Por Fernanda Ballesteros*

Petróleos Mexicanos cumplió 80 años en marzo, pero hoy más que nunca existe incertidumbre en el devenir de la empresa. La entrada de nuevos jugadores a diferentes mercados del sector de hidrocarburos obliga a Pemex – que hasta hace poco era un monopolio- a competir y captar clientes. En respuesta, su estrategia de publicidad llama al sentimentalismo nacional para escoger a “nuestra empresa”, pero ¿cómo pedir que los mexicanos, consumidores y también accionistas, tengamos una buena imagen de esta empresa enfrascada en constantes escándalos de corrupción?

Después de poco más de cuatro años de haberse constituido como una Empresa Productiva del Estado, los escándalos de corrupción en Pemex siguen siendo el pan de cada día.
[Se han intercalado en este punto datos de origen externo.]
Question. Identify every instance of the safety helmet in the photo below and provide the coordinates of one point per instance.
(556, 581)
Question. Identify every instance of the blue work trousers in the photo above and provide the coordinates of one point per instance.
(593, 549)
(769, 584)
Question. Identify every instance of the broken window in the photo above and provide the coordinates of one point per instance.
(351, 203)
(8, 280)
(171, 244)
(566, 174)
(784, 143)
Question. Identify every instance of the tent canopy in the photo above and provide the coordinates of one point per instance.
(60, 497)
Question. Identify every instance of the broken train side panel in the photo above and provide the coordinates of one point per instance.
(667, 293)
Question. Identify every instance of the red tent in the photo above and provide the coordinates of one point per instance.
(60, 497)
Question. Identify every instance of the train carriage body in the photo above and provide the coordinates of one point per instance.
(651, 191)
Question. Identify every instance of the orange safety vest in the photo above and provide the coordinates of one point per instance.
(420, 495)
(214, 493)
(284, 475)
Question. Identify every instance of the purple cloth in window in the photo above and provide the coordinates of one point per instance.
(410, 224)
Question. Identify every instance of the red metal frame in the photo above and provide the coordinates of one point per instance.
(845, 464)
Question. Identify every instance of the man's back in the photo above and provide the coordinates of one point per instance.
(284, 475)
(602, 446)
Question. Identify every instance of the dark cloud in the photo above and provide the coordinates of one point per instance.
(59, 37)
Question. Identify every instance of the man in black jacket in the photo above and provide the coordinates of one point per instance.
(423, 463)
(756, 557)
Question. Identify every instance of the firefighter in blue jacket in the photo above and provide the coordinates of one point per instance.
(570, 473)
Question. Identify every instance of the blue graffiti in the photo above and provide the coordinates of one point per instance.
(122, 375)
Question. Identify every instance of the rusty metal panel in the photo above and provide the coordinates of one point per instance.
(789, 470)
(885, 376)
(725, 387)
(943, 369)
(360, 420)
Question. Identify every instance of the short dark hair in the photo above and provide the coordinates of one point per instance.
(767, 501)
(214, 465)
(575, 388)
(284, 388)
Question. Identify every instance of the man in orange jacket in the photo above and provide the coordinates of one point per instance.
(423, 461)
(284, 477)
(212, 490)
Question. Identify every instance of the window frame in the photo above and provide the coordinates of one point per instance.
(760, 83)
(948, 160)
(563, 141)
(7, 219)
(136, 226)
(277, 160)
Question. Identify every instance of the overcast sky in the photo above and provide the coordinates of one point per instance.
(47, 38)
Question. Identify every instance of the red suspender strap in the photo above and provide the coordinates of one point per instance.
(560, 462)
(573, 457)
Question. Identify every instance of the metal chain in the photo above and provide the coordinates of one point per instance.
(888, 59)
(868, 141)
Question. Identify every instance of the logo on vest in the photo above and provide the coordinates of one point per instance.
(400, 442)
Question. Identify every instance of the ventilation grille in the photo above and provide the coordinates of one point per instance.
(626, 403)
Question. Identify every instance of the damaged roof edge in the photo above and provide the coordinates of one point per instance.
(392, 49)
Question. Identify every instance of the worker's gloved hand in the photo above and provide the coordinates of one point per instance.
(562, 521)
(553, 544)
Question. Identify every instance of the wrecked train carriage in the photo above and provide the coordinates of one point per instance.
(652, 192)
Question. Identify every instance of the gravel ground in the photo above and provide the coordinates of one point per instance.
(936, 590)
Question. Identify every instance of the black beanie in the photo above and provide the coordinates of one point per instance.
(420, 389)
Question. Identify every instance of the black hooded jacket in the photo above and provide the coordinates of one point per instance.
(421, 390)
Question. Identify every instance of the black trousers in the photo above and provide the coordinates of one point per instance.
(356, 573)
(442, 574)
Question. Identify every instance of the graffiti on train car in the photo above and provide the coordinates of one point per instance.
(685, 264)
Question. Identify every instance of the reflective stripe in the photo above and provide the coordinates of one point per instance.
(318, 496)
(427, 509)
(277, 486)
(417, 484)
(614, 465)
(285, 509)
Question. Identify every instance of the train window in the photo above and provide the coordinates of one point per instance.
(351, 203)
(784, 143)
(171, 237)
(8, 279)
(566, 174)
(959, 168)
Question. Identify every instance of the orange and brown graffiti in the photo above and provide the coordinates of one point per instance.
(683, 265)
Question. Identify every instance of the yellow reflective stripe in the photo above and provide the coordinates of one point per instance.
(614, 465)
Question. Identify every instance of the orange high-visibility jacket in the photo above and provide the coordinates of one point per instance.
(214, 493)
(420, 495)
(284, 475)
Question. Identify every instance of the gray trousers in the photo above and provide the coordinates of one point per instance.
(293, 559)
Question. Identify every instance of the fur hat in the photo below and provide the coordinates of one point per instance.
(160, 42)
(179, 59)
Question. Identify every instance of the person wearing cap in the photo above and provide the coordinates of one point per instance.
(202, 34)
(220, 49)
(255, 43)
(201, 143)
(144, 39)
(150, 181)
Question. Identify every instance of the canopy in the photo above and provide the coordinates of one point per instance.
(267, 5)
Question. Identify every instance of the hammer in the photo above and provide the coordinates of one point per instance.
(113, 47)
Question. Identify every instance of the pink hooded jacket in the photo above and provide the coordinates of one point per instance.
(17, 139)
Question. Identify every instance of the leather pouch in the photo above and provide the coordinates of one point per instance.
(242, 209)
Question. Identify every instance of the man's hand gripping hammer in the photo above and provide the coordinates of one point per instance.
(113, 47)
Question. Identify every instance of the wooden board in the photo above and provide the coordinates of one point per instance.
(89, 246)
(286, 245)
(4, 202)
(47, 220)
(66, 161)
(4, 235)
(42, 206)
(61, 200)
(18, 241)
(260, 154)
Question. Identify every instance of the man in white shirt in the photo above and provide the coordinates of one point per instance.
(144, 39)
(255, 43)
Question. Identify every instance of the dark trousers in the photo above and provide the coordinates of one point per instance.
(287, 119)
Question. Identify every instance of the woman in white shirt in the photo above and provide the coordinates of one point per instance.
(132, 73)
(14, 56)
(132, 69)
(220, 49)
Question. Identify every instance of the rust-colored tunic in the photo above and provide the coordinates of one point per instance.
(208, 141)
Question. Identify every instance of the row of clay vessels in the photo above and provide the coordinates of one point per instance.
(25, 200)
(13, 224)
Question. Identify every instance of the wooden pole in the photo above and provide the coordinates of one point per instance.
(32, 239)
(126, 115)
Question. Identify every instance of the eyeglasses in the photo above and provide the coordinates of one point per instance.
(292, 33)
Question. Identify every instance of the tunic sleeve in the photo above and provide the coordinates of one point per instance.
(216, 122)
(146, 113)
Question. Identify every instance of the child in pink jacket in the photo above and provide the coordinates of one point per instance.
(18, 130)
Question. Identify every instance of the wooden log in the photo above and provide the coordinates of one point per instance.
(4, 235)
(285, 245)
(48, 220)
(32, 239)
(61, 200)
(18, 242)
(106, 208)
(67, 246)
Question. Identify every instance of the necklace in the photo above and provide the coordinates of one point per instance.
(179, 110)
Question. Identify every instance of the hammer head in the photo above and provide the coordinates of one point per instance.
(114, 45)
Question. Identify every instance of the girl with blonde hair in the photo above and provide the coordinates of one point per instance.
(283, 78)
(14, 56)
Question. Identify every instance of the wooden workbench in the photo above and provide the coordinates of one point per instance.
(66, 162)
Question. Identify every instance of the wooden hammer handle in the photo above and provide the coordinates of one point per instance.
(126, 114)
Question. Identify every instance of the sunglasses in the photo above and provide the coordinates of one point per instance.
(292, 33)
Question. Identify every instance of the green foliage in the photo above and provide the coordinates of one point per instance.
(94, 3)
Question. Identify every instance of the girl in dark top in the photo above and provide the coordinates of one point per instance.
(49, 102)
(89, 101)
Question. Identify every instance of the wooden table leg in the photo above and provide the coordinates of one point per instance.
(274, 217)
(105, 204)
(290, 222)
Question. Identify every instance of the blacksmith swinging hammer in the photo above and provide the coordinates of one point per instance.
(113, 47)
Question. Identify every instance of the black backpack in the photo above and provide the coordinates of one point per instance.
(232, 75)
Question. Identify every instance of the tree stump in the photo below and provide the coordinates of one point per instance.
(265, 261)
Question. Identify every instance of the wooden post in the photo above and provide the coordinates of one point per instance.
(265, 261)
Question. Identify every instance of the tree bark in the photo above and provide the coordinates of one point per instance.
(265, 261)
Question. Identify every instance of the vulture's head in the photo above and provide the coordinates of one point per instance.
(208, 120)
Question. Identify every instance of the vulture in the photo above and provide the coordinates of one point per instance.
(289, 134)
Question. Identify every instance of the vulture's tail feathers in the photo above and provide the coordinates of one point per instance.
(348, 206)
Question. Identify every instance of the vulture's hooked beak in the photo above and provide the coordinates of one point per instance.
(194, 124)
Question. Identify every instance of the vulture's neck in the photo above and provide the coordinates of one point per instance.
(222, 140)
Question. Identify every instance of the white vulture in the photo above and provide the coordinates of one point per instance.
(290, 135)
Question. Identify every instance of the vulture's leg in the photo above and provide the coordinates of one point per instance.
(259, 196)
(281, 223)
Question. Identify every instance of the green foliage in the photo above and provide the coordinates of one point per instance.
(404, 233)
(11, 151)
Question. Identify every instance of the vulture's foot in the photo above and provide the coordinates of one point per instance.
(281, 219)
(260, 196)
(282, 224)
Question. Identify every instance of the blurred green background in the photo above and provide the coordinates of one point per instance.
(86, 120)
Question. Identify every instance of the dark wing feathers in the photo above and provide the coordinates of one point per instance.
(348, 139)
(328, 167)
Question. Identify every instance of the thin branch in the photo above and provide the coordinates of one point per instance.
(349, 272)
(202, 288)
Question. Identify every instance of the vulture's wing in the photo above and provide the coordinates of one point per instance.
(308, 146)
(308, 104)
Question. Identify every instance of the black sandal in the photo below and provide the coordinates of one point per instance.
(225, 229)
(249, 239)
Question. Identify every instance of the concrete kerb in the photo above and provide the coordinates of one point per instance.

Sólo en el 2017 se dio a conocer información sobre pagos irregulares mayores a 953 mdp que la empresa pudo haber dado a Odebrecht, la adquisición de empresas sobrevaluadas, el robo de combustibles facilitado por sus trabajadores y un largo etcétera. Por si fuera poco, Pemex, haciendo valer su nueva figura jurídica, ha optado por reducir sus estándares de transparencia y difundir menos información que permita rendir cuentas al público del manejo de la empresa.

En algunos casos recientes de información solicitada respecto de la actuación de Pemex, sus subsidiarias y filiales, el INAI determinó que lo requerido respecto del manejo de estas empresas es información clasificada y no existe obligación de difundirla bajo el argumento de que son “entes privados” y que difundir información las pondría en una desventaja para competir con las demás empresas.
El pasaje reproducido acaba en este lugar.